This ended up being a bit like a philosophical true crime docuseries exploring some of the greyer areas of our notions of free will.
As ever with this sort of thing, I wasn't entirely sure how deliberately the key questions were being asked by the film-makers. And whether some of the stuff which had been rather obviously left out, had also been omitted in a calculated manner.
Two extended cases of puppeteering by a man called Robert Hendy-Freeguard are detailed, in two distinct timelines, one in the early nineties and the other a couple of decades later in 2011-13.
In the first a crime is very definitely committed and then somewhat less definitely so, and the open-endedness is even more conspicuous in the second.

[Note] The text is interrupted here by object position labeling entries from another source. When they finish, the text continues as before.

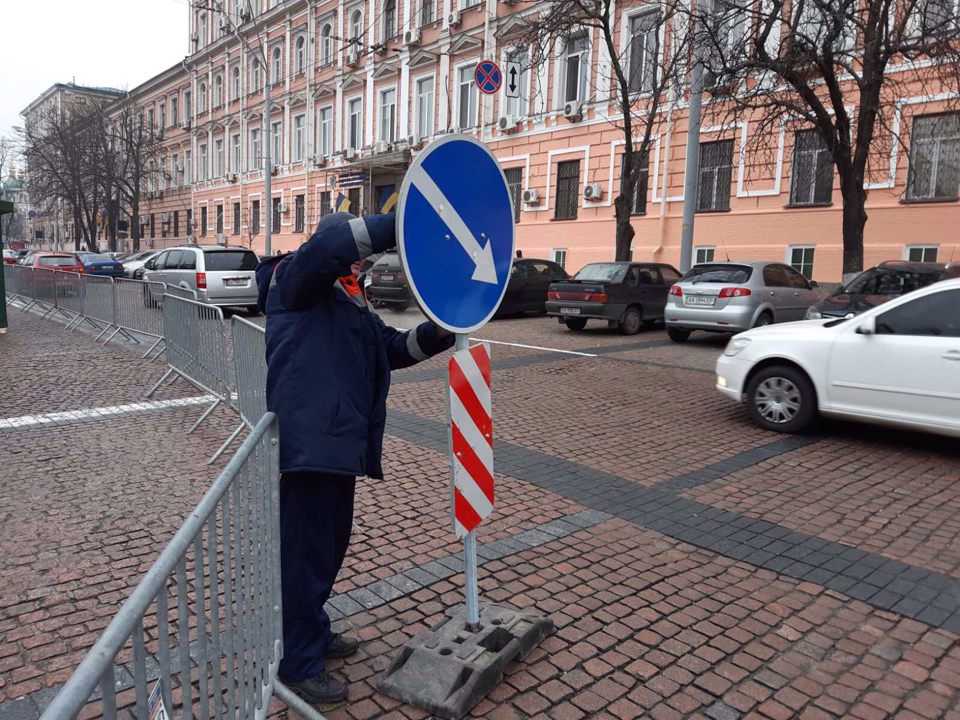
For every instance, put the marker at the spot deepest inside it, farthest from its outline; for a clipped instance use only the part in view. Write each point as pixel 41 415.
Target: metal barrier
pixel 250 369
pixel 204 625
pixel 195 349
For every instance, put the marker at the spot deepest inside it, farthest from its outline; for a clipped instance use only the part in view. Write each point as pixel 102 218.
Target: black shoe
pixel 320 689
pixel 341 646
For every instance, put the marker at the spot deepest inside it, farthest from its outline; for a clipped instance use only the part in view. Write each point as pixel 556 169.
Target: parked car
pixel 67 262
pixel 528 286
pixel 876 286
pixel 100 264
pixel 895 364
pixel 133 263
pixel 388 284
pixel 220 274
pixel 627 295
pixel 730 297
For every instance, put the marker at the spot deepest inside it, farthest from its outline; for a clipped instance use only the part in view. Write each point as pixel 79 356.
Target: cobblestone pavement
pixel 695 566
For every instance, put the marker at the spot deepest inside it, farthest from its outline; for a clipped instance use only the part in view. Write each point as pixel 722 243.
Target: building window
pixel 703 253
pixel 275 214
pixel 568 190
pixel 638 203
pixel 254 149
pixel 644 46
pixel 300 53
pixel 812 181
pixel 388 115
pixel 467 96
pixel 575 68
pixel 276 69
pixel 934 157
pixel 202 162
pixel 801 259
pixel 298 213
pixel 426 12
pixel 299 137
pixel 255 217
pixel 716 166
pixel 326 45
pixel 355 129
pixel 277 136
pixel 424 94
pixel 921 253
pixel 514 178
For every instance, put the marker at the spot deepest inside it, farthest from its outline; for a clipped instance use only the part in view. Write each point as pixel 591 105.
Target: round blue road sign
pixel 488 77
pixel 455 232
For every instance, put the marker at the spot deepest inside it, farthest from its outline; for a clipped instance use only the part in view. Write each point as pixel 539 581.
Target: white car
pixel 897 364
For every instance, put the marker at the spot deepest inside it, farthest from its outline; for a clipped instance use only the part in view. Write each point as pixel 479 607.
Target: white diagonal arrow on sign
pixel 481 255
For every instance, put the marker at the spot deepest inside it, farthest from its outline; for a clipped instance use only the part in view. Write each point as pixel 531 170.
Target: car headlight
pixel 736 345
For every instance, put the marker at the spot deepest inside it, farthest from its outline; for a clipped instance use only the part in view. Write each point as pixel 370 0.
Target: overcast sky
pixel 116 43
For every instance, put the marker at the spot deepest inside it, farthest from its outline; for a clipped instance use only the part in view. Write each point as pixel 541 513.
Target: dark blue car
pixel 100 264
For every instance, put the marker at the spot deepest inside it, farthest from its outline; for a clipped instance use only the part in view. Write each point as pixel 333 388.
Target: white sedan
pixel 897 364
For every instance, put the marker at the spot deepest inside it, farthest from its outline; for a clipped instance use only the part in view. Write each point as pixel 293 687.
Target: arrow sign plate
pixel 511 79
pixel 455 232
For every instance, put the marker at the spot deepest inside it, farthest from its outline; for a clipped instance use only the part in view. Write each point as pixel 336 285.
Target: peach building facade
pixel 357 88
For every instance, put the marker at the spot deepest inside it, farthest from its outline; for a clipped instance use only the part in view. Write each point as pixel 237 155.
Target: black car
pixel 625 294
pixel 388 284
pixel 876 286
pixel 527 289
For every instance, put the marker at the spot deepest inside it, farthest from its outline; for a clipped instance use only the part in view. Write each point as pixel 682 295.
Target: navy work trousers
pixel 316 515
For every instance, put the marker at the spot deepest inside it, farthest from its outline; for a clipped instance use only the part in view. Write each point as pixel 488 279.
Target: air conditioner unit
pixel 593 192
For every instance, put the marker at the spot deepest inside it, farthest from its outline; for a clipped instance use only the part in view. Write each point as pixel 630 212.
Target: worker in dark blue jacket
pixel 329 360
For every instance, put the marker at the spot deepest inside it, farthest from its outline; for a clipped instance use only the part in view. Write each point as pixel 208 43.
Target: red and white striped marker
pixel 471 437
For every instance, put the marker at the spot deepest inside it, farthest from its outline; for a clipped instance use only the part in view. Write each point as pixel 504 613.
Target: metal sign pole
pixel 470 541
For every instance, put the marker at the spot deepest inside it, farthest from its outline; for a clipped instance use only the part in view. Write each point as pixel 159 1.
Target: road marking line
pixel 68 416
pixel 533 347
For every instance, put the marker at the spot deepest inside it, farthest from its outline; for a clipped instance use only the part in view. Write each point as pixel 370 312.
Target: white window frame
pixel 419 131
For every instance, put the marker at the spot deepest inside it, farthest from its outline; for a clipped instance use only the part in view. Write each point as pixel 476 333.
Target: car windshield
pixel 890 281
pixel 612 272
pixel 728 274
pixel 57 261
pixel 221 260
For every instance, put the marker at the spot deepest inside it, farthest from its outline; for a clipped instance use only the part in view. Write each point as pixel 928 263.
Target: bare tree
pixel 637 77
pixel 837 66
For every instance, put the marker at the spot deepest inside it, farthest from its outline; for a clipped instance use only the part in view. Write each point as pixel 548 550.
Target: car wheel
pixel 678 335
pixel 765 319
pixel 631 321
pixel 782 399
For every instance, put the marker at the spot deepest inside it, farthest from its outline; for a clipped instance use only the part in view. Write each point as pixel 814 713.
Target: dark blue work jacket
pixel 328 356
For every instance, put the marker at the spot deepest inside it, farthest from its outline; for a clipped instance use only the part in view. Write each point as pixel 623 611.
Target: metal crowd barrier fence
pixel 250 369
pixel 202 631
pixel 196 349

How much psychological coercion is required for the law to be broken?
I think most of us will watch this and understand the ethical lines that were crossed, but will also understand why it is hard for the legal system to pinpoint exactly when a person has been deprived of liberty without obvious physical constraints. This conundrum has after all lain at the heart of our British notions of freedom ever since Hobbes penned Leviathan.
The really cunning part of Freeguard's plan here was that he somehow prevented his victims from appreciating how they had been co-opted into acting as his accomplices by persuading them that they were accomplices in some other grand, fabricated conspiracy. Yet were they after all, accomplices?
I doubt I am alone in thinking that of all the complex psychologies on display here, it was this man's that became the most fascinating and ultimately entertaining across the three episodes.
I have come across a handful of conmen over the course of my life and there has always been something almost coarsely obvious about them.
Many of their sort seem to acquire followers who appear to be knowingly along for the ride, in effect conning the conner into believing they've been conned.
The first I came across was a man who went by the name of Perry Shah who wined and dined my parents in Marbella in the early 80s, claiming to be a close descendent of the King of Afghanistan. From day one my father confided to me that this would lead inevitably to a request for money in a hurry once we had returned to London. Which, of course, it did.
I have also come across a related species — the snake oil salesmen — who are perhaps distinguished by their tendency to end up at least partially self-bamboozled by the fantasy world they build around themselves.
Well below the threshold for legal intervention in our modern commercial world are those who would market a product that only really exists in fully-completed, functional form inside their own heads. One might posit that our global economy has come to depend on them.